Wednesday, October 8, 2008

About the contributors

Ben Wolkowitz

Ben Wolkowitz’s career has been focused on finance and economics. He started out as an Assistant Professor at Tulane University where he taught economics and was a consultant with The Urban Institute. Deciding to get more involved in policy work he joined the Research Division of the Federal Reserve Board where he became a Section Chief in Financial Studies. In this capacity he directed a group of Ph.D. economists who studied the impact of regulation and monetary policy on the financial markets. Among his contributions Ben headed an interagency task force (Federal Reserve, OCC and FDIC) charged with drafting regulations governing the bank use of financial futures. After seven years at the Fed he wanted to get hands on experience on the other side of the table and went to Wall Street. He was at the New York Futures Exchange and Citigroup before joining Morgan Stanley where he was a Managing Director in the Fixed Income Division. Retiring in 2000 he set up a consulting company, Madison Financial Technology Partners. In that capacity he became a Senior Advisor to Headstrong, a position he holds currently.



Susan Palm

Susan Palm has a strong background in Risk Management and Compliance from her 25+ year career as Senior Vice President of the Technology Information Group at Wells Fargo and Company. As Senior Vice President of Enterprise Governance and Risk Management, Susan created and led Wells Fargo’s Enterprise Governance and Operational Risk Management Division, combining multiple internal business units and external professionals into an organization of 80+ experts responsible for developing enterprise-wide policies, programs, and processes for risk assessment and management of Information Security, Transaction Processing/Payments, Technology Infrastructure, Records Management, Business Continuity Planning, and Vendor Management including Offshore Operations. She was also responsible for leading the Customer Data Masking initiative designed to protect sensitive customer information in the User Acceptance Testing, Integrated Systems Testing and Enterprise-wide Testing environments which included the risk assessment of over 2000 application environments.

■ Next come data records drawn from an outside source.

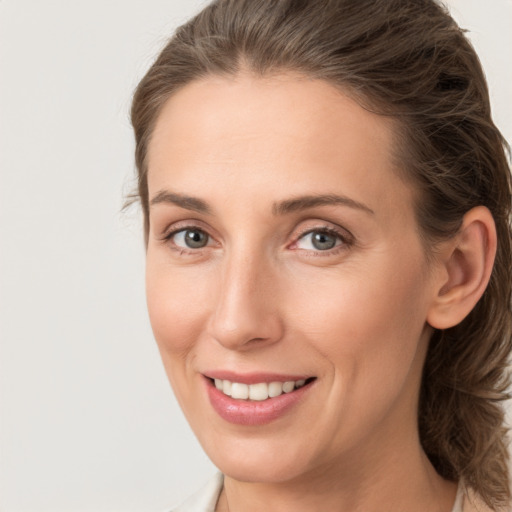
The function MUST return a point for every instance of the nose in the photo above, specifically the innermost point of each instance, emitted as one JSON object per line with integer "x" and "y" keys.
{"x": 246, "y": 313}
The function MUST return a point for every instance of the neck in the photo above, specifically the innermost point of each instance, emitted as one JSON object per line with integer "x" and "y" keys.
{"x": 400, "y": 478}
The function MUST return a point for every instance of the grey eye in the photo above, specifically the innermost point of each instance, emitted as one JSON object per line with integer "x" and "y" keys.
{"x": 319, "y": 241}
{"x": 191, "y": 239}
{"x": 323, "y": 241}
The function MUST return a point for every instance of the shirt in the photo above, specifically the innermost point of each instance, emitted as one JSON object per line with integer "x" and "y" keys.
{"x": 205, "y": 499}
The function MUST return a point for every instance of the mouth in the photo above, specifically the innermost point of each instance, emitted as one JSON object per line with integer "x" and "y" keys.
{"x": 258, "y": 391}
{"x": 256, "y": 399}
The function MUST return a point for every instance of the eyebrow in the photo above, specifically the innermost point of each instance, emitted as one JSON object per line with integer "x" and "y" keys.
{"x": 311, "y": 201}
{"x": 183, "y": 201}
{"x": 280, "y": 208}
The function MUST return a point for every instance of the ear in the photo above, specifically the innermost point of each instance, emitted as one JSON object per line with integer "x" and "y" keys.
{"x": 465, "y": 266}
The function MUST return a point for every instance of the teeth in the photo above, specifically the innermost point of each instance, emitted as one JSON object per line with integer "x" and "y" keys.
{"x": 259, "y": 391}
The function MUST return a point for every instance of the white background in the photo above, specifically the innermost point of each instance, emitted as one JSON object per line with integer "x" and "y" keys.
{"x": 87, "y": 419}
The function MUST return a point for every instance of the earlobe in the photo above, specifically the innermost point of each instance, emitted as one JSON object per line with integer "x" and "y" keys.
{"x": 467, "y": 262}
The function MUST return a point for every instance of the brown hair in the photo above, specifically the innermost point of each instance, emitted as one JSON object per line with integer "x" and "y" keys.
{"x": 407, "y": 59}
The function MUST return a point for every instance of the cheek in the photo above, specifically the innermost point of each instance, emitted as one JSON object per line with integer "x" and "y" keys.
{"x": 177, "y": 306}
{"x": 367, "y": 321}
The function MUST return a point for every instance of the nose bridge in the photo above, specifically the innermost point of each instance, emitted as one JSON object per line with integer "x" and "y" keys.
{"x": 245, "y": 310}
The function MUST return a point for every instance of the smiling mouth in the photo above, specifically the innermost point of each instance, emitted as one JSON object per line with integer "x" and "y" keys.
{"x": 259, "y": 391}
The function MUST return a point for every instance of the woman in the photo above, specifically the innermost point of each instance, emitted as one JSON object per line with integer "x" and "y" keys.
{"x": 327, "y": 214}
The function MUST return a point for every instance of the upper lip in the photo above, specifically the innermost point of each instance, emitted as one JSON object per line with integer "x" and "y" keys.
{"x": 254, "y": 377}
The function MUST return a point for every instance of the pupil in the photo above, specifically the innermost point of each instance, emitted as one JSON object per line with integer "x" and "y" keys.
{"x": 195, "y": 239}
{"x": 323, "y": 241}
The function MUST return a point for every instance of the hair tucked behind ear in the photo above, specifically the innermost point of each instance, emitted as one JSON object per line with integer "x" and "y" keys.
{"x": 409, "y": 60}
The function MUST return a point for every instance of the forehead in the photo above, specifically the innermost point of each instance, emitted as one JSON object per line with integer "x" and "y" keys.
{"x": 252, "y": 132}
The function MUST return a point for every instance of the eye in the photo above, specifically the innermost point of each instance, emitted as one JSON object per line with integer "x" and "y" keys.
{"x": 190, "y": 238}
{"x": 320, "y": 240}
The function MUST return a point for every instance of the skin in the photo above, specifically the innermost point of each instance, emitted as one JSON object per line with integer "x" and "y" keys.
{"x": 260, "y": 297}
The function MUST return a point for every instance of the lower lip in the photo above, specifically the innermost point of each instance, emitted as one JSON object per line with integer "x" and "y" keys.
{"x": 247, "y": 412}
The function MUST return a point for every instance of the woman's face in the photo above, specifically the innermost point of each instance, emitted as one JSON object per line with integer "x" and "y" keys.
{"x": 283, "y": 247}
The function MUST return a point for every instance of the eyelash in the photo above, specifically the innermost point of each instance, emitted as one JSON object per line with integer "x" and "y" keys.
{"x": 344, "y": 237}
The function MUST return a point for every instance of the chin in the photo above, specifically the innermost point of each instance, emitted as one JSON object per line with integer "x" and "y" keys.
{"x": 258, "y": 461}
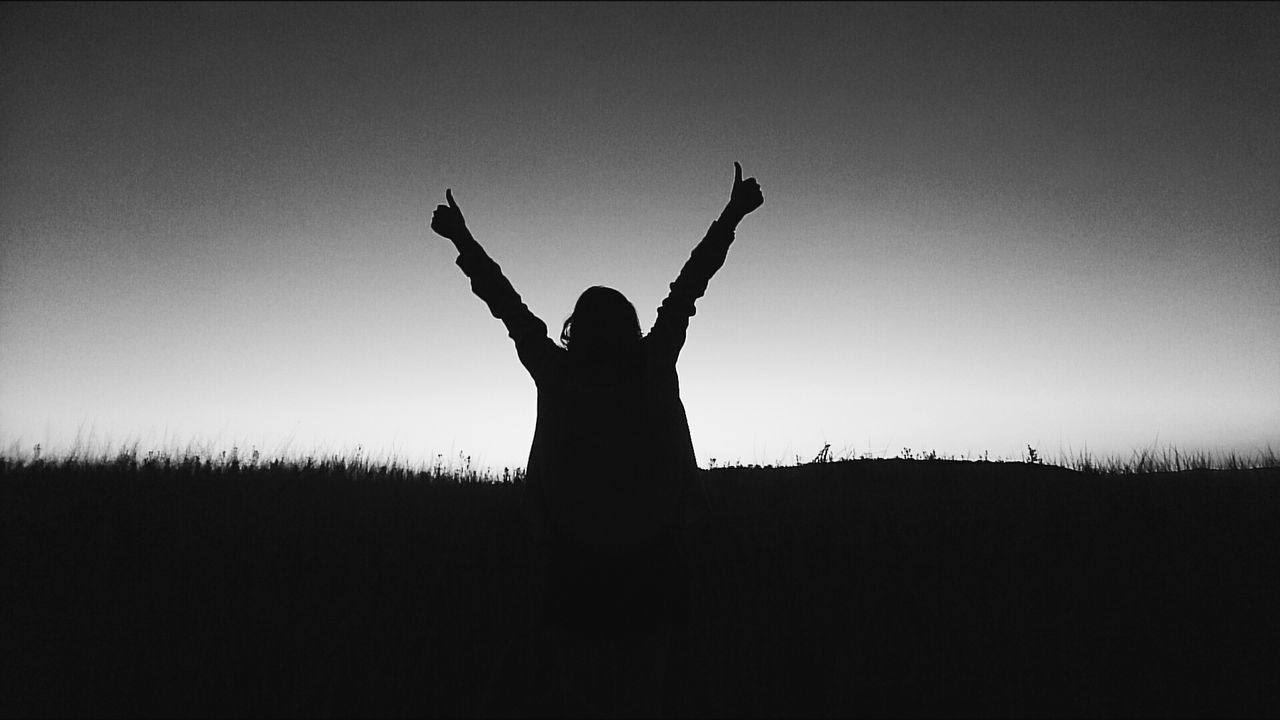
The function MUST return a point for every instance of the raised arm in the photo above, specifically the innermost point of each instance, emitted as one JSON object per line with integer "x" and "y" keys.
{"x": 668, "y": 332}
{"x": 488, "y": 282}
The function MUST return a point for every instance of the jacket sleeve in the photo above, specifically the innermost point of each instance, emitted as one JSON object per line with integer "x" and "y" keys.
{"x": 526, "y": 329}
{"x": 667, "y": 336}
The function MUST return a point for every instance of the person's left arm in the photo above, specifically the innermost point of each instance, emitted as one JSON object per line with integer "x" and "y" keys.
{"x": 526, "y": 329}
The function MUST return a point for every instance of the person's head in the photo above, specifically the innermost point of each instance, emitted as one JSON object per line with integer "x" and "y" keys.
{"x": 603, "y": 324}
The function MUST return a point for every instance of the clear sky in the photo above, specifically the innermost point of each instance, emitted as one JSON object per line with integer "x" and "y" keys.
{"x": 984, "y": 226}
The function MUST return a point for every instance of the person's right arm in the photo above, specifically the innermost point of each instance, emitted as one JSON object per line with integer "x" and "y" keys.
{"x": 668, "y": 332}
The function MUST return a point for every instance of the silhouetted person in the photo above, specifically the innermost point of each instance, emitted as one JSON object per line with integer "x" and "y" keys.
{"x": 611, "y": 472}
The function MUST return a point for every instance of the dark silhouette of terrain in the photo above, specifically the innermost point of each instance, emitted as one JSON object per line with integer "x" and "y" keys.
{"x": 844, "y": 588}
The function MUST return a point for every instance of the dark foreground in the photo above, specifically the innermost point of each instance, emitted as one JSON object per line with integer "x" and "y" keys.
{"x": 845, "y": 588}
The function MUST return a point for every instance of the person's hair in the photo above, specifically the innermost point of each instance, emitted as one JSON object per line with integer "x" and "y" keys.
{"x": 604, "y": 324}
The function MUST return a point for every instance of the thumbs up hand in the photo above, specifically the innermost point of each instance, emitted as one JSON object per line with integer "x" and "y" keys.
{"x": 745, "y": 196}
{"x": 447, "y": 220}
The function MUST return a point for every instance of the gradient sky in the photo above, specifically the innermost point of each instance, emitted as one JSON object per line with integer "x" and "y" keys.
{"x": 984, "y": 226}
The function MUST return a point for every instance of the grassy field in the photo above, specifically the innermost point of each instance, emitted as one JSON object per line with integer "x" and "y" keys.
{"x": 871, "y": 587}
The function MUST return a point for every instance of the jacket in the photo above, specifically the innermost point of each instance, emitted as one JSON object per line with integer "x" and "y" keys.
{"x": 611, "y": 463}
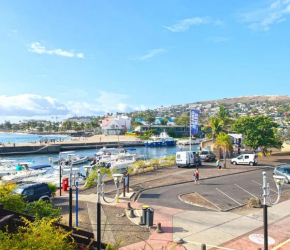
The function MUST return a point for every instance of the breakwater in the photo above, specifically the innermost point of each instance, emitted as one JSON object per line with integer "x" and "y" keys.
{"x": 56, "y": 148}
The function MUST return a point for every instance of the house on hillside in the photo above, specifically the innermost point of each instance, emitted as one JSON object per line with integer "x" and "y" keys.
{"x": 116, "y": 125}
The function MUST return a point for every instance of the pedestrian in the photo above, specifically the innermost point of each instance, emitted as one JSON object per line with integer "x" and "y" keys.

Susan led efforts around Operational Risk Assessment, loss event data enrichment, key risk indicators, analytics/modeling and Board of Director reporting. She was responsible for defending programs and practices to the Federal Reserve and OCC. Susan has participated on various National Operational Risk committees, and directed the team that led the BITS Regulatory Overlap Reconciliation initiative. She participated in the BITS Operational Risk KRI committee and provided documented feedback to the Federal Reserve throughout the Basel and ANPR development process. Susan Palm

Throughout her career, Susan led business divisions responsible for managing Operational Risk. She was selected as the on-site executive in Hyderabad, India supporting the build-out of a new technology development and testing organization: Wells Fargo India Solutions Pvt Ltd, developing a staffing strategy to attract and retain world class talent in India and implementing processes to reduce operational risk. Susan established the Contract Services, Vendor Management and Strategic Sourcing Group for the new Wells Fargo and Company after the merger of Wells Fargo and Norwest Corp. Computer World Magazine featured her organization as a leader in the industry for technology negotiations. While at Wells Fargo, Susan was also responsible for the Program Office, Business Continuity Planning, Technology Strategy and Enterprise Testing and Release Management.

Susan is currently advising the Los Angeles Unified School District on a major Strategic Sourcing and Vendor Management initiative. She is a member of Cisco Systems mentor team responsible for guiding Lakshya Network Services, a start up in Chhindwara India who provides educational services in rural India. Susan received her B.A. in Economics from Lawrence University, and graduated from the Stanford Graduate School of Business’ Executive Program in 2005.